Menge und Häufigkeit des konsumierten Weins sind entscheidend

  • Die Wirkung dieser Kombination ist nicht zu unterschätzen, denn Forscher fanden etwas Interessantes heraus: Obwohl sich Menschen im Mittelmeerraum überwiegend fett- und cholesterinreich ernähren, leiden sie seltener an Herzerkrankungen und Bluthochdruck als Bevölkerungsgruppen aus nördlicheren Gegenden. Der Grund dafür ist der regelmäßige Weingenuss, der vor allem in südlichen Ländern stark verbreitet ist.

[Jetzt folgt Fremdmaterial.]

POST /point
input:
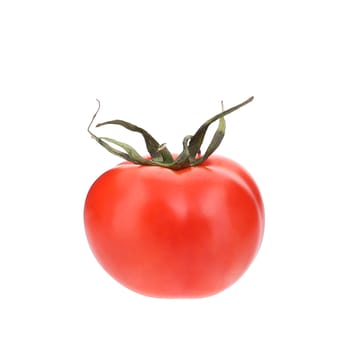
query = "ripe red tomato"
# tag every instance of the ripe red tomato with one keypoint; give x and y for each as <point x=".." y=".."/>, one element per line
<point x="175" y="233"/>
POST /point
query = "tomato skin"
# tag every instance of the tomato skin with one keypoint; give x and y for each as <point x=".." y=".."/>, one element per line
<point x="175" y="233"/>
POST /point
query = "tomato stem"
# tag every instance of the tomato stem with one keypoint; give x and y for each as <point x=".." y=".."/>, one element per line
<point x="160" y="155"/>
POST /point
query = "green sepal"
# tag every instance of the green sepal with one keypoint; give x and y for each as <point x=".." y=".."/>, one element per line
<point x="160" y="155"/>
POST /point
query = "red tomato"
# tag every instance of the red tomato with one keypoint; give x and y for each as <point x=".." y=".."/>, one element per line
<point x="175" y="233"/>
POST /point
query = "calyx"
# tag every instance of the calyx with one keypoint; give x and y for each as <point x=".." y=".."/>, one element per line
<point x="160" y="155"/>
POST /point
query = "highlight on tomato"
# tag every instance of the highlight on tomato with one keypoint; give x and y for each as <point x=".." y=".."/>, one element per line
<point x="185" y="226"/>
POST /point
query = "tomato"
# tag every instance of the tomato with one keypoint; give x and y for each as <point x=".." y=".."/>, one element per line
<point x="165" y="233"/>
<point x="174" y="231"/>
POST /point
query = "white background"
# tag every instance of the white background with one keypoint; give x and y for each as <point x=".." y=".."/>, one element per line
<point x="166" y="66"/>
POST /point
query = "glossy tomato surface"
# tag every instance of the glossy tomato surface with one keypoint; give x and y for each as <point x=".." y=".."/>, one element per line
<point x="175" y="233"/>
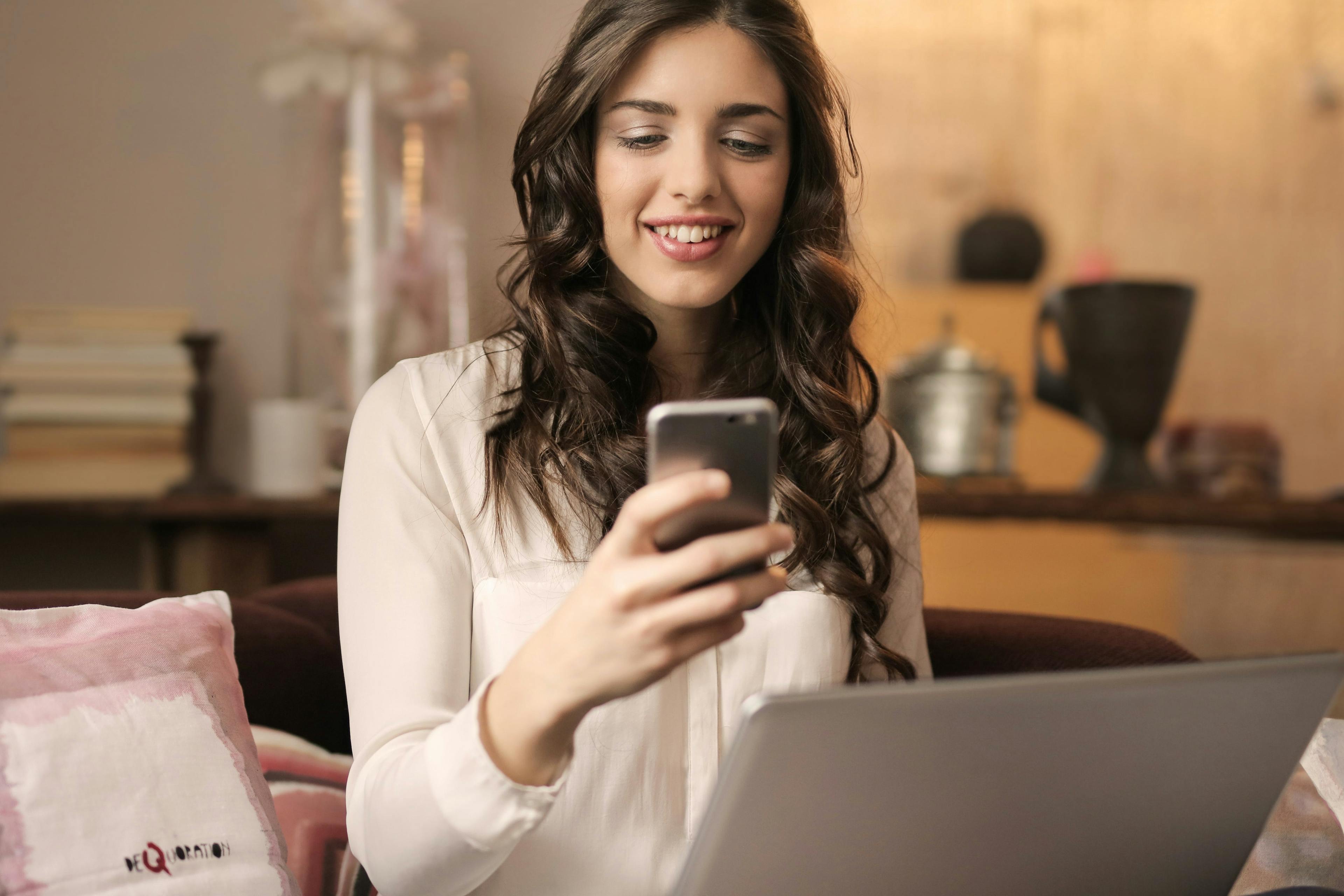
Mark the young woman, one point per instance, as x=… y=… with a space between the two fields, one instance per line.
x=539 y=699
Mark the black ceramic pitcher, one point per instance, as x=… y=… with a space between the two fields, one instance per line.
x=1123 y=343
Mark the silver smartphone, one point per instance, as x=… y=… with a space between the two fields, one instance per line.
x=740 y=437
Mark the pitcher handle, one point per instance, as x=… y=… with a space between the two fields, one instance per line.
x=1053 y=386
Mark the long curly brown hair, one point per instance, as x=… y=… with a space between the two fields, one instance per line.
x=570 y=436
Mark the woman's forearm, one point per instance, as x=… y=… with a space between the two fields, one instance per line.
x=526 y=727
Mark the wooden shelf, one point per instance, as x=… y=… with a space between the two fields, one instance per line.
x=224 y=508
x=1283 y=519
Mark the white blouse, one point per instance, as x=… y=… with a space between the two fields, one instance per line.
x=433 y=605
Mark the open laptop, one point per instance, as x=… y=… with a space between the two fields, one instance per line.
x=1132 y=782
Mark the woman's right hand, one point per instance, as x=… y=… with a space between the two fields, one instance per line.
x=628 y=622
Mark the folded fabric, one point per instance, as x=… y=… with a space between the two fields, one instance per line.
x=308 y=785
x=127 y=765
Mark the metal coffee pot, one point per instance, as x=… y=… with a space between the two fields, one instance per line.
x=955 y=410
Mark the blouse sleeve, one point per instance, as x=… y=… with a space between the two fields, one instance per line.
x=427 y=808
x=898 y=514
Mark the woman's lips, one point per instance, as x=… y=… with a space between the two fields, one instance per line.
x=680 y=252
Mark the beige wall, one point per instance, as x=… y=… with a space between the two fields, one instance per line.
x=1183 y=138
x=142 y=167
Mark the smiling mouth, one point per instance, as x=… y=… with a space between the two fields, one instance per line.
x=687 y=244
x=687 y=234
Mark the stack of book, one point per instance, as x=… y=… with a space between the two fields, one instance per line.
x=96 y=402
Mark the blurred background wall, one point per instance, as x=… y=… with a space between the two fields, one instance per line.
x=1191 y=139
x=143 y=166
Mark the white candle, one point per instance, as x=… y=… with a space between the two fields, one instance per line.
x=363 y=301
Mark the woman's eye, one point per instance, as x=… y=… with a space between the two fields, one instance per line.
x=643 y=141
x=747 y=148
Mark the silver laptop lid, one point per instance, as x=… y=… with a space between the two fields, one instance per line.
x=1126 y=782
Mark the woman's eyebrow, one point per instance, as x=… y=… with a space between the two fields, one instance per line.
x=732 y=111
x=652 y=107
x=747 y=111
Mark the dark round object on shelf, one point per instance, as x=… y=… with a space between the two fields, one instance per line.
x=1000 y=248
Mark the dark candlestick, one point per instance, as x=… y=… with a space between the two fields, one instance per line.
x=202 y=480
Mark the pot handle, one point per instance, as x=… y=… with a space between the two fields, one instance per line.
x=1053 y=386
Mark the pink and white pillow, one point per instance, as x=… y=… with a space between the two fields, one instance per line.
x=127 y=765
x=308 y=786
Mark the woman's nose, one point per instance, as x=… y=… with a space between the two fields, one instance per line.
x=693 y=173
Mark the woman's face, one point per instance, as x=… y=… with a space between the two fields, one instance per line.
x=691 y=163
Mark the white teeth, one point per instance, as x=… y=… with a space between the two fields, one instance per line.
x=687 y=234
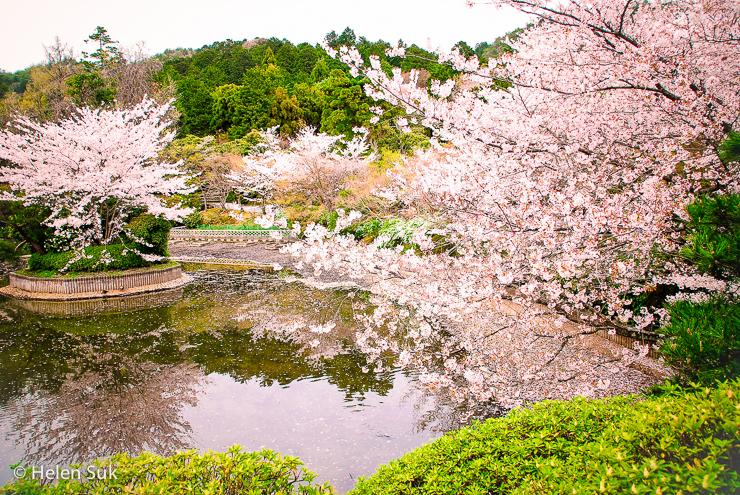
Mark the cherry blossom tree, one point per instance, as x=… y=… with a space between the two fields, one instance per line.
x=313 y=164
x=560 y=180
x=92 y=169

  • Neben den bereits beschriebenen gesundheitsfördernden Wirkungen vermag Wein ebenfalls die allgemeine Lebenserwartung zu steigern. Natürlich ist Wein nur in der Lage, die eigene Gesundheit zu unterstützen, wenn er in Maßen genossen wird. Empfehlungen sprechen von 0,3 Liter für Frauen und 0,4 Litern für Männer pro Tag. Geht der tägliche Konsum darüber hinaus, kehren sich die Wirkungen um und richten mit zunehmender Alkoholmenge fatale Schäden im menschlichen Organismus an.